When did you join Legatus? Has it benefited your spiritual life?

I’ve been a member for about two years. To have an opportunity to pray the rosary, go to Mass, to hear from a fantastic speaker is itself a gift, but the caliber of speakers and the relationships we’ve established with the members of our chapter have really been a wonderful aid in living out our faith in the midst of the chaos of this world.

His Excellency Bishop Edward Scharfenberger – Diocese of Albany

Bishop Edward Scharfenberger of Albany, New York is dealing with the fallout of the state legislature’s approval earlier this year of the Reproductive Health Act, a law that increases access to abortion, including those of late-term pregnancy

Bishop Scharfenberger, the chaplain of the soon-tobe-chartered Albany Chapter of Legatus, said he is considering all options available to him in Church law to sanction Catholic politicians who supported the law, including Gov. Andrew Cuomo.

Speaking to Legatus magazine in mid-February, Bishop Scharfengerger also discussed his hopes concerning the Vatican summit on the international clergy sex abuse crisis, which was held Feb. 21- 24 in Rome.

How big a setback to the protection of life is the Reproductive Health Act?

The point I’ve been trying to make publicly is that this is far more than a Catholic issue. People see the protection of life in its most vulnerable form as something so essential to the foundation of any civilized society. We warned of the consequences of this act, and people are already beginning to see them. I think it’s a marvel to see the law being exposed so quickly for what it really is.
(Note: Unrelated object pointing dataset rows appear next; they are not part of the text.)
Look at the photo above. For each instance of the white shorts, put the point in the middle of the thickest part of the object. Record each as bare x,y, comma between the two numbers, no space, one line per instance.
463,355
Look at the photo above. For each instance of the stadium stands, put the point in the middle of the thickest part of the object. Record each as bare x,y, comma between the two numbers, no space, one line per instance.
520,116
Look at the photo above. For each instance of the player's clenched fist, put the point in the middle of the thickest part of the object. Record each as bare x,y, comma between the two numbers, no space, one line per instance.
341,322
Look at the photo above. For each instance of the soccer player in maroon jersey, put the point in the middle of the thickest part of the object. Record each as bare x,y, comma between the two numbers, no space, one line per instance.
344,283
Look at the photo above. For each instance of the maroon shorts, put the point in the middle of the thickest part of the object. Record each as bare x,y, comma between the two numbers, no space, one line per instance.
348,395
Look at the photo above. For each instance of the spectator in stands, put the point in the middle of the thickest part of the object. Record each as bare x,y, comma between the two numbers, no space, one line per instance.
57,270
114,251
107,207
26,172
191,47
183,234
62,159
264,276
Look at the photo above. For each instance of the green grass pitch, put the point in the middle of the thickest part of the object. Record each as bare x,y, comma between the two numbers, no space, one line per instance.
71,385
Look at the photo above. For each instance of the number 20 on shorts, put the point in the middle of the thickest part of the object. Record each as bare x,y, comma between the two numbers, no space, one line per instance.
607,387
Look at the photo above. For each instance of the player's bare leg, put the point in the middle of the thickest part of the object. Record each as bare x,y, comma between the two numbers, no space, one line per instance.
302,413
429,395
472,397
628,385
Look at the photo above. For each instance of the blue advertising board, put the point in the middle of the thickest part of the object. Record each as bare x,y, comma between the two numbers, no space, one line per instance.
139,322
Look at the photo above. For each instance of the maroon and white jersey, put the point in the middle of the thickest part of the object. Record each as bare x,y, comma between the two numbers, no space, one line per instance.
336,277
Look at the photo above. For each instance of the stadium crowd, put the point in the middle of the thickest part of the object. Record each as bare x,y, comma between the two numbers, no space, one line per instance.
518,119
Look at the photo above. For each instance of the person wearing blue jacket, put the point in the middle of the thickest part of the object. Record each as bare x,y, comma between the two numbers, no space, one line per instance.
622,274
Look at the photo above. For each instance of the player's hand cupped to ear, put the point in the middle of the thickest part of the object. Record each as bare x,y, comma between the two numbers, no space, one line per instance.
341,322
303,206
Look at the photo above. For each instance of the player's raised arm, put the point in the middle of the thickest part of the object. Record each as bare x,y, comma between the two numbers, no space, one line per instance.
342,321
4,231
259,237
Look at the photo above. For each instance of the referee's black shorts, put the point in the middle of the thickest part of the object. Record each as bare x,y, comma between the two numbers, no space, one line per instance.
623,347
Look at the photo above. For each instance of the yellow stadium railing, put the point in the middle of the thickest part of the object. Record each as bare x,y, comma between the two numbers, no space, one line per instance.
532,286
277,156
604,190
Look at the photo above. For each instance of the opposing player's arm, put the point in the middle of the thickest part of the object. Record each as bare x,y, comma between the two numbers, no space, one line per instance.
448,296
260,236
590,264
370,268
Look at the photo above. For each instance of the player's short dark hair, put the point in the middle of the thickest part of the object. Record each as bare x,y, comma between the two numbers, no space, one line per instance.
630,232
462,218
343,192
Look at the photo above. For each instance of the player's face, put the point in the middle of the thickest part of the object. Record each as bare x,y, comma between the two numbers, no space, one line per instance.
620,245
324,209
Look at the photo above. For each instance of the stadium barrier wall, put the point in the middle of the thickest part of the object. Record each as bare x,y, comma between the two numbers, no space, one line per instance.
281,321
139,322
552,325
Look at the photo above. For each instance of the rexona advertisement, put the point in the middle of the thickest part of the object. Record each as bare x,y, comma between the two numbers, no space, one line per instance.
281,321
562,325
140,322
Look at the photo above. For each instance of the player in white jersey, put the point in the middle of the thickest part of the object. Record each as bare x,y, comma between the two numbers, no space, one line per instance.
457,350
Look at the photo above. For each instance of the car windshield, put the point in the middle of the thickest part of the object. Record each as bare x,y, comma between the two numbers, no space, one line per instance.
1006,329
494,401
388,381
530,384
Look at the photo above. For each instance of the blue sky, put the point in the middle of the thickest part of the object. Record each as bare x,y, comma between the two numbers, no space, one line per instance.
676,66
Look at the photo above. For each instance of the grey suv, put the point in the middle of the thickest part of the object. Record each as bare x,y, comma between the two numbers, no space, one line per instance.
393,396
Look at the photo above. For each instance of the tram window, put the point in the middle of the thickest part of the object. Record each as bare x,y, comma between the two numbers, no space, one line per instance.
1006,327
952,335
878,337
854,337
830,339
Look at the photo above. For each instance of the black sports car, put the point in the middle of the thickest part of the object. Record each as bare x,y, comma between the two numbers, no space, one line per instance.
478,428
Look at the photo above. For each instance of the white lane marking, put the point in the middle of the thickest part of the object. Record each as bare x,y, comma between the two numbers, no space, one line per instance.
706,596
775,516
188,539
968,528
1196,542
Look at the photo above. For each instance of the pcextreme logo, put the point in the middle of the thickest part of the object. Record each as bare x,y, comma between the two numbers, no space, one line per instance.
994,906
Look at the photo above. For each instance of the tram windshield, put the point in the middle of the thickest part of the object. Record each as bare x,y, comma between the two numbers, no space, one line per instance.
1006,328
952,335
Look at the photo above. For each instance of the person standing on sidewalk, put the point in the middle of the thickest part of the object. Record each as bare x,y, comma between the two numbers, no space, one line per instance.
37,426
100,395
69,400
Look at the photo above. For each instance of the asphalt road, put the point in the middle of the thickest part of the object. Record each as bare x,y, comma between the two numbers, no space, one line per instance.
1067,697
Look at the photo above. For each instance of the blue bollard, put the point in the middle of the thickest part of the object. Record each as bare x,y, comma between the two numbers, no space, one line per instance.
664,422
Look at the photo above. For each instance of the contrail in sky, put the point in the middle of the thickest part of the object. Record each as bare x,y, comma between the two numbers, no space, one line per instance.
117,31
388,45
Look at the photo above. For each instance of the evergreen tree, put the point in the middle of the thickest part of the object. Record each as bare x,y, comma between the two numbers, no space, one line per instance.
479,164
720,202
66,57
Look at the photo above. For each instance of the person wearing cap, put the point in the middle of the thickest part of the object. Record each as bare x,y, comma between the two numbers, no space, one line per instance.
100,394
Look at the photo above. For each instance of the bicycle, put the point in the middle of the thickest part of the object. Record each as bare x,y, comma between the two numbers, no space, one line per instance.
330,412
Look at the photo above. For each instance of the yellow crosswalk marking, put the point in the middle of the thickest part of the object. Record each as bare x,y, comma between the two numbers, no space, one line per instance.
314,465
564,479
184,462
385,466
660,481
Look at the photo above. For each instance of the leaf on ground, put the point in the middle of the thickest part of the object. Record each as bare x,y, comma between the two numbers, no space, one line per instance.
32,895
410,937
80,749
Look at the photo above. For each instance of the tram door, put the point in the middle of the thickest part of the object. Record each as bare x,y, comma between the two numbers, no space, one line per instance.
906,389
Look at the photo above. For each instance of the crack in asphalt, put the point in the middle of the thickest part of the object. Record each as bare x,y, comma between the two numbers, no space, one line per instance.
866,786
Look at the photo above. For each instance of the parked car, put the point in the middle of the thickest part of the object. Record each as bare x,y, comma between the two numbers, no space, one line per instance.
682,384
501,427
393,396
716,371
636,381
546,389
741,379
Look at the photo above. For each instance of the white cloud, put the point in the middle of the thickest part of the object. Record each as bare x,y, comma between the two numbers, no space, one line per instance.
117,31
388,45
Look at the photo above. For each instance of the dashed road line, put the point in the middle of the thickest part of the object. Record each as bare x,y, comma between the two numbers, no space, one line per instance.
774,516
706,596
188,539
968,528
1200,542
Are you considering sanctioning Catholic politicians who supported that law, including Gov. Cuomo?

I don’t discuss publicly the way I am dealing with the politicians on a personal basis. The reason I don’t is because my concern is to actually change their hearts and to move them so they see the gravity of what they are involved in.

As far as any sanctions, I have left all doors open. I have not said I would exclude any sanction whatsoever, but before imposing any sanction I need to identify what the crime is, for which a sanction would be given. I know it’s my responsibility to make that investigation. You can be sure I’m doing what I need to do, and what I feel both the law and my conscience direct me to do. I’ll follow where the facts play out, and then I’ll decide accordingly as time goes on.

What are your hopes for the abuse summit in Rome?

Naturally, I would hope that out of the summit, some of the very positive suggestions that have been advanced from our part of the world and others to establish the proper codes of accountability are considered. There has to be accountability. The hope of the bishops conference certainly would be all of the bishops consenting and the Holy See approving, that those codes would be developed in all dioceses. I’m doing that anyway. I haven’t waited for the conference or the meeting at the Vatican to determine that.

If nothing else, I hope what comes out of the meeting is a clear awareness and statement or some form of public accountability by the Holy See that this is an international problem. To put it another way, the protection of young people and vulnerable adults is something that must be part of our law. There need to be clear procedures as to how we do this and clear expectations as to what codes of behavior need to be followed.

What do the bishops need to do to rebuild the trust of the faithful?

The only trust we have is in preaching and living the Gospel, the truth of the presence of Christ, which includes the sinfulness of humanity, our own weaknesses, our own failures and our need to turn to the only one who can save us from them, which is Jesus Christ.

We recognize that people in power, including bishops, are not always the most morally outstanding people. Bishops must be held to higher standards, certainly in terms of virtue, but their ability and their obligation to fulfill their office does not change by the status of their own holiness. You could go to a priest who is the town drunk and he can still absolve you of your sin.